What this feathered ‘dino-stork’ can tell us about the last days of the dinosaurs
Stones and Bones Episode 05: Kank australis

What this feathered ‘dino-stork’ can tell us about the last days of the dinosaurs

In the fifth episode of our Stones & Bones video series, National Geographic digital editor Nicholas St. Fleur explores how a newly discovered, turkey-sized raptor shows that dinosaurs in South America were thriving right before the mass extinction event.

ByNicholas St. Fleur
Published June 29, 2026

What was life like before the asteroid impact that brought the Cretaceous to a calamitous close? Were dinosaurs thriving, or were they already dwindling? 
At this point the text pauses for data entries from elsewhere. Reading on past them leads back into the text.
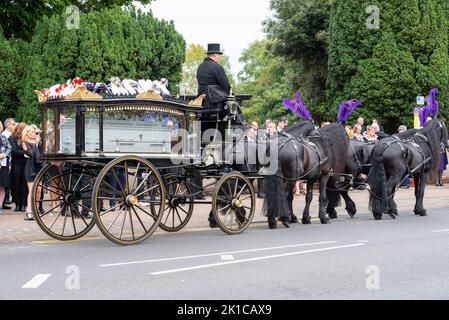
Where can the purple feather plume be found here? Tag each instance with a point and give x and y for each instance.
(346, 108)
(297, 107)
(432, 102)
(423, 113)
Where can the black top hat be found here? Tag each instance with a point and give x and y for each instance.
(213, 48)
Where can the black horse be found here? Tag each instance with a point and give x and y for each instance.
(396, 158)
(289, 168)
(358, 164)
(314, 158)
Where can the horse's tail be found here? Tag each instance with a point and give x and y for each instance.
(332, 193)
(378, 181)
(275, 202)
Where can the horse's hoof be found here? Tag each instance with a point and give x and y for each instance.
(392, 215)
(294, 219)
(307, 221)
(325, 220)
(421, 213)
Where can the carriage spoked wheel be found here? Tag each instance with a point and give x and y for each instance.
(233, 203)
(128, 200)
(179, 204)
(61, 198)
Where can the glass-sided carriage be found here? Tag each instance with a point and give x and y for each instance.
(112, 163)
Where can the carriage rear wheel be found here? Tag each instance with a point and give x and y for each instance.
(179, 204)
(128, 200)
(61, 197)
(233, 203)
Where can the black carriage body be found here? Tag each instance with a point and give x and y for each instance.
(111, 163)
(101, 130)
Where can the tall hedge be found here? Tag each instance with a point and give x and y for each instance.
(109, 43)
(390, 66)
(8, 78)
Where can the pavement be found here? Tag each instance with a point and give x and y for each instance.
(13, 228)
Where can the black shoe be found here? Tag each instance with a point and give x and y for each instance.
(213, 224)
(285, 222)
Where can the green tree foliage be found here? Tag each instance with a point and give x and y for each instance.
(265, 77)
(299, 30)
(389, 66)
(18, 18)
(8, 76)
(109, 43)
(195, 55)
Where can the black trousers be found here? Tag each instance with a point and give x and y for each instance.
(19, 188)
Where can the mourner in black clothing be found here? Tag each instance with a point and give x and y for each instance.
(5, 151)
(19, 186)
(211, 73)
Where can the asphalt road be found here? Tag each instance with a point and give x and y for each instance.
(359, 258)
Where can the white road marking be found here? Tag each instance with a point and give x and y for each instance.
(36, 282)
(217, 254)
(255, 259)
(439, 231)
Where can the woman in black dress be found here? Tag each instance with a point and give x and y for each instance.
(30, 141)
(5, 151)
(19, 188)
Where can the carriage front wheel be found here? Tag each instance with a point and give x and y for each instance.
(128, 200)
(61, 200)
(233, 203)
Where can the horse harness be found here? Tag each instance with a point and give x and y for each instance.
(404, 151)
(306, 143)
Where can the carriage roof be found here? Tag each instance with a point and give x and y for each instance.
(86, 125)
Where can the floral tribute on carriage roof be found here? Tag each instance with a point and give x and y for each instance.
(430, 110)
(297, 107)
(114, 89)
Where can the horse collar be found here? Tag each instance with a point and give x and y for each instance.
(419, 134)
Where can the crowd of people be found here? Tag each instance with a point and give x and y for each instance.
(19, 159)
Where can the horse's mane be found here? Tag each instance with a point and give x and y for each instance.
(303, 128)
(433, 133)
(334, 141)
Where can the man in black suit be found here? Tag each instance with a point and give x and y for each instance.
(211, 73)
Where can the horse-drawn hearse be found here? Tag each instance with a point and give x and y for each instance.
(128, 164)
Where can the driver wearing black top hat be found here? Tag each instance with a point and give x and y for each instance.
(211, 74)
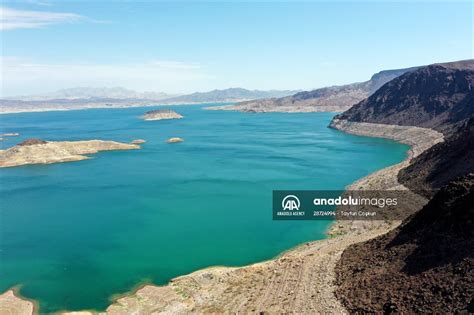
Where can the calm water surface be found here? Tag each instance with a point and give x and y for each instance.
(74, 234)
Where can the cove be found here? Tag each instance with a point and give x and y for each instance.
(75, 234)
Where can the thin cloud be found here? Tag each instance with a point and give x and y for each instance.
(20, 19)
(26, 77)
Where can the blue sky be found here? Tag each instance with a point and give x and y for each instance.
(185, 46)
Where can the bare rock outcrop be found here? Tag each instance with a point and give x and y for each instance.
(161, 114)
(35, 151)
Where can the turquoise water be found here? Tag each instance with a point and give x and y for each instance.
(75, 234)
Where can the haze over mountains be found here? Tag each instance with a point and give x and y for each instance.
(231, 94)
(327, 99)
(86, 97)
(91, 92)
(425, 265)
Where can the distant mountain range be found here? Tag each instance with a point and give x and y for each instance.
(440, 97)
(93, 93)
(85, 97)
(327, 99)
(119, 93)
(432, 249)
(228, 95)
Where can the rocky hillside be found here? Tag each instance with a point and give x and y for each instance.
(334, 98)
(438, 96)
(445, 161)
(424, 266)
(227, 95)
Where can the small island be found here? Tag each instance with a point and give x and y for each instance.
(174, 140)
(161, 114)
(36, 151)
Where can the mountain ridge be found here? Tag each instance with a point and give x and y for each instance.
(331, 98)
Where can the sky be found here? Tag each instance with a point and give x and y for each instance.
(187, 46)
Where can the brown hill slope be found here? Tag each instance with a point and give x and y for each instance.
(333, 98)
(445, 161)
(424, 266)
(439, 96)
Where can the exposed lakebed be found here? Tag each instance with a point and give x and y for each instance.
(74, 234)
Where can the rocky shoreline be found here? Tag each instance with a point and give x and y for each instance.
(35, 151)
(300, 280)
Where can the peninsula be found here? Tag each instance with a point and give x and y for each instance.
(36, 151)
(161, 114)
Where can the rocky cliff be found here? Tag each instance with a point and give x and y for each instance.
(438, 96)
(424, 266)
(442, 163)
(327, 99)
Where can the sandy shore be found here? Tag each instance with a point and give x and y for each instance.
(300, 280)
(58, 151)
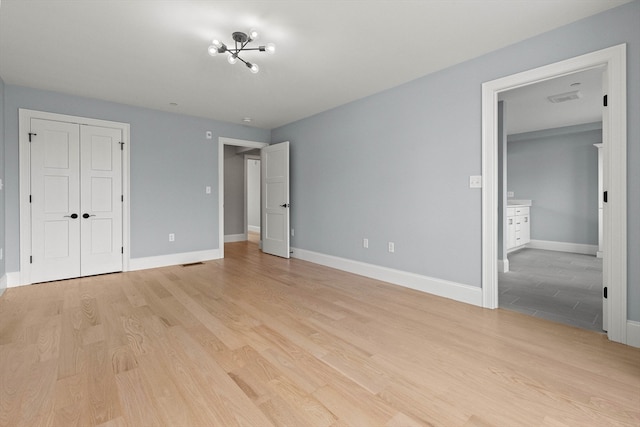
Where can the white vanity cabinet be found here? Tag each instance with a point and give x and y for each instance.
(518, 226)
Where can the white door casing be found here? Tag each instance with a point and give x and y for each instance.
(613, 60)
(275, 199)
(86, 173)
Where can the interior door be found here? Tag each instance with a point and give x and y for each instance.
(55, 200)
(275, 199)
(76, 200)
(100, 200)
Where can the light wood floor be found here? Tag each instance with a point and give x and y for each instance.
(256, 340)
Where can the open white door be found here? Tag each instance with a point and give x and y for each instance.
(275, 199)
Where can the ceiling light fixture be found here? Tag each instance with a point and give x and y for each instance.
(241, 40)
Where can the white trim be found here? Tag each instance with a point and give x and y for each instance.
(173, 259)
(576, 248)
(633, 333)
(456, 291)
(613, 60)
(24, 122)
(222, 141)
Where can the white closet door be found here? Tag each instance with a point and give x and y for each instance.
(55, 200)
(100, 200)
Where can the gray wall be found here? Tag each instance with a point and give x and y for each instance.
(395, 166)
(558, 170)
(171, 163)
(233, 191)
(2, 192)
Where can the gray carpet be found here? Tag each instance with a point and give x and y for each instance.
(558, 286)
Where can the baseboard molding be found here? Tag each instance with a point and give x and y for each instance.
(172, 259)
(633, 333)
(230, 238)
(503, 265)
(575, 248)
(456, 291)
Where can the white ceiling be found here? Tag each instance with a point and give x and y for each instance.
(528, 108)
(154, 53)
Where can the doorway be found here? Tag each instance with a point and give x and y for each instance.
(74, 196)
(614, 162)
(239, 147)
(550, 170)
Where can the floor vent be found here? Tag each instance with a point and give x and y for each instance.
(192, 264)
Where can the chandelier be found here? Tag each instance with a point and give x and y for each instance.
(241, 40)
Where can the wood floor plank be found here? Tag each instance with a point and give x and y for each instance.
(256, 340)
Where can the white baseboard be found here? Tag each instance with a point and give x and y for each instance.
(503, 265)
(456, 291)
(13, 279)
(575, 248)
(172, 259)
(633, 333)
(230, 238)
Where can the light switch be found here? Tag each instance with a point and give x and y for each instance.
(475, 181)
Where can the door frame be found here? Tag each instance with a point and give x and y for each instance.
(24, 121)
(222, 141)
(247, 158)
(613, 60)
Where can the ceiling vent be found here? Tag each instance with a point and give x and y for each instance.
(567, 96)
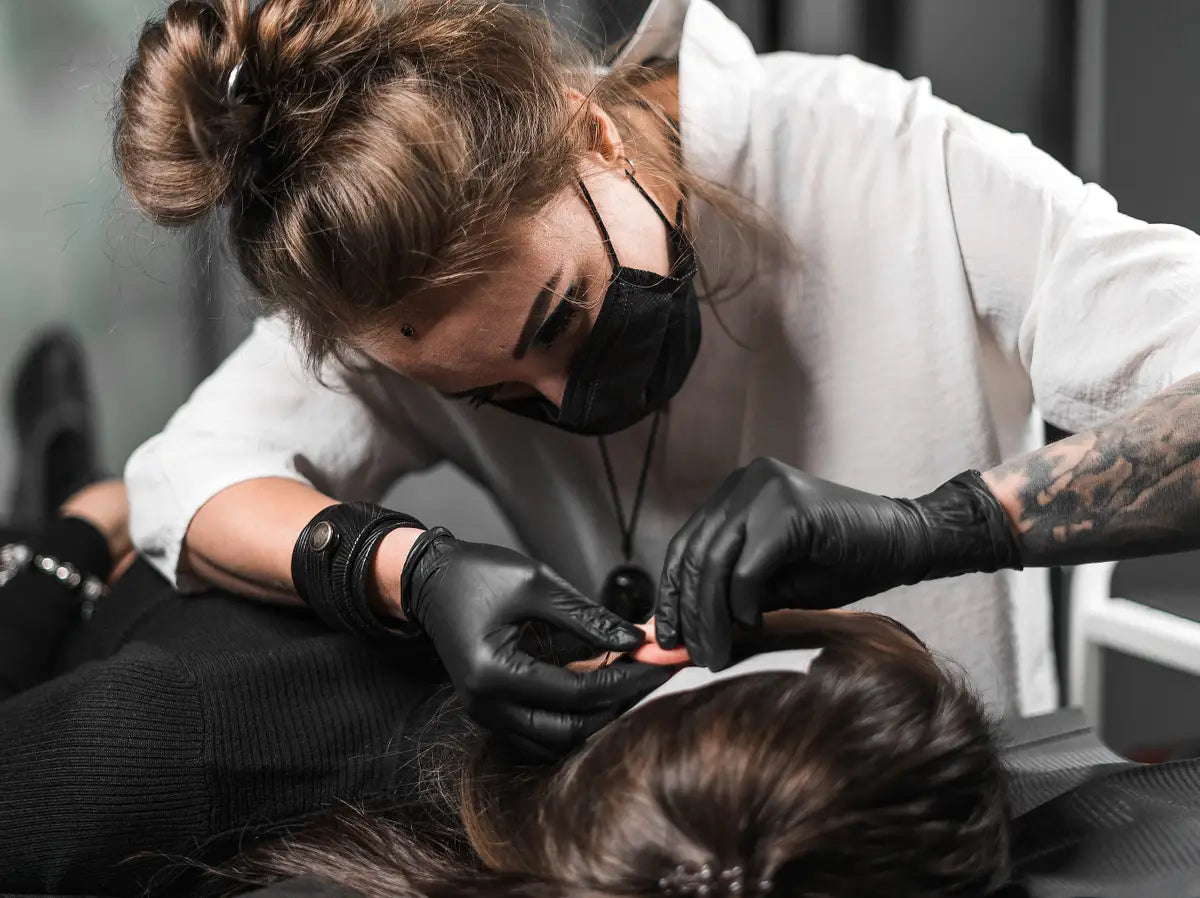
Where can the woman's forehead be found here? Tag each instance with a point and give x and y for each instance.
(468, 325)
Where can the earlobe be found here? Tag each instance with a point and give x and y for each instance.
(604, 136)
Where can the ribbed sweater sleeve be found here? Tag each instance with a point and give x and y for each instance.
(99, 766)
(36, 612)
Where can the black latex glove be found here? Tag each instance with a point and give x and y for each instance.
(773, 537)
(473, 600)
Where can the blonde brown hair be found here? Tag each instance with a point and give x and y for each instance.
(876, 773)
(375, 150)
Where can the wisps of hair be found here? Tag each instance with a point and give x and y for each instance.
(382, 148)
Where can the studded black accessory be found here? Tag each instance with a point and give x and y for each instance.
(16, 557)
(331, 567)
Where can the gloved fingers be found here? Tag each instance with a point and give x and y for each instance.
(547, 686)
(809, 586)
(708, 628)
(540, 731)
(765, 551)
(672, 586)
(589, 621)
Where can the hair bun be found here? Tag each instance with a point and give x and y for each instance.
(178, 141)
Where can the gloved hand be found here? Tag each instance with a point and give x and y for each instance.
(773, 537)
(473, 602)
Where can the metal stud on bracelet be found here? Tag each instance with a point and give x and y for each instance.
(16, 557)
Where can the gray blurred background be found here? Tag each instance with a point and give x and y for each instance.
(1105, 85)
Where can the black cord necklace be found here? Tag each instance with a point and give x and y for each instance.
(628, 590)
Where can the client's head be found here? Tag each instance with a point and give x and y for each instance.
(873, 774)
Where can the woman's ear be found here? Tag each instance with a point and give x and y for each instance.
(604, 136)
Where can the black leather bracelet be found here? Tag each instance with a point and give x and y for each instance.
(331, 568)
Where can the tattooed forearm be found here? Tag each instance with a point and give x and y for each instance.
(1126, 489)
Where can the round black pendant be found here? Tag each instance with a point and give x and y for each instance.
(629, 592)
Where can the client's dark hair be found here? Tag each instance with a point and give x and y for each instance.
(874, 774)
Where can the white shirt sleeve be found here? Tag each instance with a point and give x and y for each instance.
(262, 414)
(1103, 310)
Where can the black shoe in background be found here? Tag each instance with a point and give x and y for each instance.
(54, 426)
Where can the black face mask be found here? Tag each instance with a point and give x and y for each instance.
(640, 349)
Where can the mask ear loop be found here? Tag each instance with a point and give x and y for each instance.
(599, 221)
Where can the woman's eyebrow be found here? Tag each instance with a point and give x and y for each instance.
(537, 313)
(556, 321)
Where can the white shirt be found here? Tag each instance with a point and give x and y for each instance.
(952, 276)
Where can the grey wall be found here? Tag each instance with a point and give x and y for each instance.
(70, 249)
(1149, 144)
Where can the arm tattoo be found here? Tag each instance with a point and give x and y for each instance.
(1127, 489)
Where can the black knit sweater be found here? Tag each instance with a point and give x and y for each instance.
(177, 728)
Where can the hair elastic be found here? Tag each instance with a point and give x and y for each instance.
(703, 881)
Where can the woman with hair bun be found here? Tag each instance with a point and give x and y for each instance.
(739, 300)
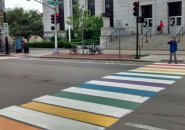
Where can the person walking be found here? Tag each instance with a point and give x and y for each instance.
(173, 49)
(161, 26)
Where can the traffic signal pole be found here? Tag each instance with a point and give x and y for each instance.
(137, 39)
(55, 31)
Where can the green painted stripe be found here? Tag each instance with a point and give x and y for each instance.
(99, 100)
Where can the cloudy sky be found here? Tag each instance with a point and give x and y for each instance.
(23, 3)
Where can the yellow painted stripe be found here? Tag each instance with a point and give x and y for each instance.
(8, 124)
(162, 70)
(91, 118)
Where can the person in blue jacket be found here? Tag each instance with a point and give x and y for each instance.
(173, 49)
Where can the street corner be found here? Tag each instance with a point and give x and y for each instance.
(114, 57)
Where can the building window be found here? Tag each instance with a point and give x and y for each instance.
(61, 12)
(91, 6)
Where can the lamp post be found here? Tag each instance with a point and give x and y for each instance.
(55, 31)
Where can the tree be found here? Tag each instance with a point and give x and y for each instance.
(81, 20)
(25, 23)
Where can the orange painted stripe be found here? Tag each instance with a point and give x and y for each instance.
(8, 124)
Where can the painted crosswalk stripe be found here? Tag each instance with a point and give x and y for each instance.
(84, 106)
(8, 124)
(140, 79)
(124, 85)
(145, 77)
(157, 72)
(166, 67)
(162, 69)
(166, 64)
(135, 82)
(4, 58)
(46, 121)
(99, 100)
(119, 90)
(151, 75)
(82, 116)
(118, 96)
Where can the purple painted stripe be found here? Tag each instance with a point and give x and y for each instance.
(136, 82)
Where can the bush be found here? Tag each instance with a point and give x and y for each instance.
(49, 44)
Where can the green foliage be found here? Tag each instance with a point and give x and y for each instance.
(96, 33)
(45, 44)
(24, 23)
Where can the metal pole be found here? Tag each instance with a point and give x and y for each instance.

Paleontologists have long debated these questions, particularly in North America. Now, more and more clues are helping decipher the final days of the dinosaurs in South America. One such fossilized breadcrumb is the newly found raptor Kank australis from southern Patagonia.

In this episode of Stones & Bones, our paleontology and archaeology video series, we take a look at this scrappy, stork-like dinosaur and the insights its discovery offers into life 70 million years ago.

Discovered by National Geographic Explorer Diego Pol and his team, Kank had a serpentine neck and a slender snout filled with needle-like teeth. It was a fish-eater that waded into shallow waters and snapped up slippery prey, like modern herons and egrets. This hunting style differs from that of raptors of the Northern Hemisphere, such as Velociraptor, which used their sharp serrated teeth to tear apart flesh. The finding suggests that Kank filled a unique ecological role as a specialized piscivore in what was a lush, diverse ecosystem—right up until everything ended in fire and ash.

Nicholas St. Fleur is a digital science editor at National Geographic based in Washington D.C. He covers archaeology, paleontology, and ancient human origins.